W Klimontowie (woj. świętokrzyskie) podczas odwiertów geodezyjnych doszło do uszkodzenia rurociągu gazowego. Awaria nie spowodowała pożaru, a po kilku godzinach sytuację opanowano. - Zagrożenie zostało zażegnane - zapewnił na antenie TVN24 brygadier Arkadiusz Wesołowski, rzecznik prasowy Komendy Wojewódzkiej PSP. Ewakuowani mieszkańcy wrócili już do domów.
Do wypadku doszło około południa podczas prac geologicznych. Początkowo informowano, że awarię spowodowano prowadząc odwierty pod sondy, wykorzystywane przy poszukiwaniu gazu łupkowego. Później straż pożarna podała, że do uszkodzenia gazociągu doszło podczas prac geologicznych, związanych z budową ścieżki rowerowej.
Przewiercony gazociąg i ewakuacja
- Przewiercony zastał gazociąg średniego ciśnienia, z pięciocentymetrowych rur zaczął wydobywać się gaz - tłumaczyła Bogusława Karbowniczek z Komendy Powiatowej Państwowej Straży Pożarnej w Sandomierzu.
Z sześciu domów położonych w pobliżu uszkodzonej magistrali przy ul. Sandomierskiej ewakuowano 18 osób. Nikt jednak nie potrzebował pomocy medycznej. - Wypadek nie spowodował wybuchu ani pożaru.
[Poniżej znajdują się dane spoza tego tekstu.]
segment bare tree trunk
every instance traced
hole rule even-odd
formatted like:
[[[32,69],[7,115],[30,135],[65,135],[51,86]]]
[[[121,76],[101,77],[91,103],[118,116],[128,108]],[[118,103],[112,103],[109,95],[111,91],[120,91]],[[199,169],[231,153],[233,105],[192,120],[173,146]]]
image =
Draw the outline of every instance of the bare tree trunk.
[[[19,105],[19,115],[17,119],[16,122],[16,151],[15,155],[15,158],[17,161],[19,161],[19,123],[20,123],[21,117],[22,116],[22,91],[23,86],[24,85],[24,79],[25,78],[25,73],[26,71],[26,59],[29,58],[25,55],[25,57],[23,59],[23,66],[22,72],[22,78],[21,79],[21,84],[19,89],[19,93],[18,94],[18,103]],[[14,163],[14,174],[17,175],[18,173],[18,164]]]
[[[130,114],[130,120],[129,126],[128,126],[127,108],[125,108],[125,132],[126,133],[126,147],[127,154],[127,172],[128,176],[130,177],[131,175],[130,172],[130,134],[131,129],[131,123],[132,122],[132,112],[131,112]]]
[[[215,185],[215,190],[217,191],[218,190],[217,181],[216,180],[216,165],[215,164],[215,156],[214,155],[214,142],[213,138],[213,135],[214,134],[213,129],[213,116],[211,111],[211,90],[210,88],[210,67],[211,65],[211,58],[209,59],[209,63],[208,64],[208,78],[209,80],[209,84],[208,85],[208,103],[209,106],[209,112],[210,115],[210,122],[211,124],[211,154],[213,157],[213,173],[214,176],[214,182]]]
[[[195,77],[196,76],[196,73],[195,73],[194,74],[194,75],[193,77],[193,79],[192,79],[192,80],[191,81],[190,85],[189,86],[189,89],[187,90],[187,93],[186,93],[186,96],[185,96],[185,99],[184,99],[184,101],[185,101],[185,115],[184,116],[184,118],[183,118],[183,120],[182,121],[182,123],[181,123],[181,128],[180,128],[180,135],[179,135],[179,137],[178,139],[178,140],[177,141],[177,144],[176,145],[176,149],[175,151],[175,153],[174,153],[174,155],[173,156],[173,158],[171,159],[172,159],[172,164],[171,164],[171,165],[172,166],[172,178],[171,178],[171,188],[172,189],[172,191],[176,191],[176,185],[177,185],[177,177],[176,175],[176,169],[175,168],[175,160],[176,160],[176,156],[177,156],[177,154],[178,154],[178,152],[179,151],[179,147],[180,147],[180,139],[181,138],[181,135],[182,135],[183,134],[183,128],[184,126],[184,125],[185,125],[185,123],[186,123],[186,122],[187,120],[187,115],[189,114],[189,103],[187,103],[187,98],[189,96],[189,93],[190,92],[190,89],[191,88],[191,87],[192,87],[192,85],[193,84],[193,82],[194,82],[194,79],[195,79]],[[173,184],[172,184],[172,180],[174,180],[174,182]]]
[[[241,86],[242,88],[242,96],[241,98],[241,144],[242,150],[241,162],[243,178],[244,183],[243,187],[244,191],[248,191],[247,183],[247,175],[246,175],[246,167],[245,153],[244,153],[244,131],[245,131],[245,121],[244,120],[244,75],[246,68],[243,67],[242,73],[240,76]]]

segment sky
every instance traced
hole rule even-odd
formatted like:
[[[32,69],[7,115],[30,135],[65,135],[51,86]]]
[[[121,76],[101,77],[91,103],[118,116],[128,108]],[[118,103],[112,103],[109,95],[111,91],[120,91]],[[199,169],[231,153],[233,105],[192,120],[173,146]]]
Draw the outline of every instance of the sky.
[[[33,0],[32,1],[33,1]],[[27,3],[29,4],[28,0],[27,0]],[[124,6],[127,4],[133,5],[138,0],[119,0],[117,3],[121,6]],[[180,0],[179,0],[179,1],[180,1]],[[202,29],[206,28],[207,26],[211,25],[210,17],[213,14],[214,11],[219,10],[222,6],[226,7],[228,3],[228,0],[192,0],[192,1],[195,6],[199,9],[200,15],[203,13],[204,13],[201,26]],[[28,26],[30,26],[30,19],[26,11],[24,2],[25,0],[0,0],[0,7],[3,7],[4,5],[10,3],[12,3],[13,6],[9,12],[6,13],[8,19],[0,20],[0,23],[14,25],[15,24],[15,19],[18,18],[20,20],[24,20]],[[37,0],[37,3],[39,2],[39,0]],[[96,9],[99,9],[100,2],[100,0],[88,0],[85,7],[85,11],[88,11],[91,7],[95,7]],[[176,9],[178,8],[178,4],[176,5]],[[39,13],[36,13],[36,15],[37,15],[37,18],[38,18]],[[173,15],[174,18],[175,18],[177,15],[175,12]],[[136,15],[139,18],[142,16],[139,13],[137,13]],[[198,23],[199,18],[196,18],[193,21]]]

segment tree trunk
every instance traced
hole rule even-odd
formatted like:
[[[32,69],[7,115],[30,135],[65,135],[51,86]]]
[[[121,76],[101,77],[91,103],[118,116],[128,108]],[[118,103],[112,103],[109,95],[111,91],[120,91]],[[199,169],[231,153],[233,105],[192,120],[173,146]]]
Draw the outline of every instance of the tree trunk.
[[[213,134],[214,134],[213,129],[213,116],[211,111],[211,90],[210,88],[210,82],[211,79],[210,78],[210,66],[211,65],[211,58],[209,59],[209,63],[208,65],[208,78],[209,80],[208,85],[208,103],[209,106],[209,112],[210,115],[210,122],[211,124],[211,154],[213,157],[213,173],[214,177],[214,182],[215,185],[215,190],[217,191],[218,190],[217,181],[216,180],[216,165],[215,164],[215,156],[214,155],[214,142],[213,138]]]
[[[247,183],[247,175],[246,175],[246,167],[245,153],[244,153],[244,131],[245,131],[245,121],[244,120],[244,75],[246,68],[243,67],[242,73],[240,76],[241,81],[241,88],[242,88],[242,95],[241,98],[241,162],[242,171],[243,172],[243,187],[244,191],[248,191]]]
Sytuacja jest opanowana – dodał Karbowniczek.
Z obu stron uszkodzenia założono specjalne opaski. - Zagrożenie zostało zażegnane - zapewnił na antenie TVN24 brygadier Arkadiusz Wesołowski, rzecznik prasowy Komendy Wojewódzkiej PSP. Jak dodał, kilka minut przed godziną 14 zezwolono ewakuowanym mieszkańcom powrócić do domów.
Kolejny problem z gazociągiem
To kolejna awaria gazociągu do której doszło w tym tygodniu. W czwartek w Jankowie Przygodzkim doszło do wycieku gazu wybuchu i potężnego pożaru. Zginęły dwie osoby, 13 trafiło z obrażeniami do szpitala. Zniszczeniu lub uszkodzeniu uległo kilkanaście okolicznych budynków.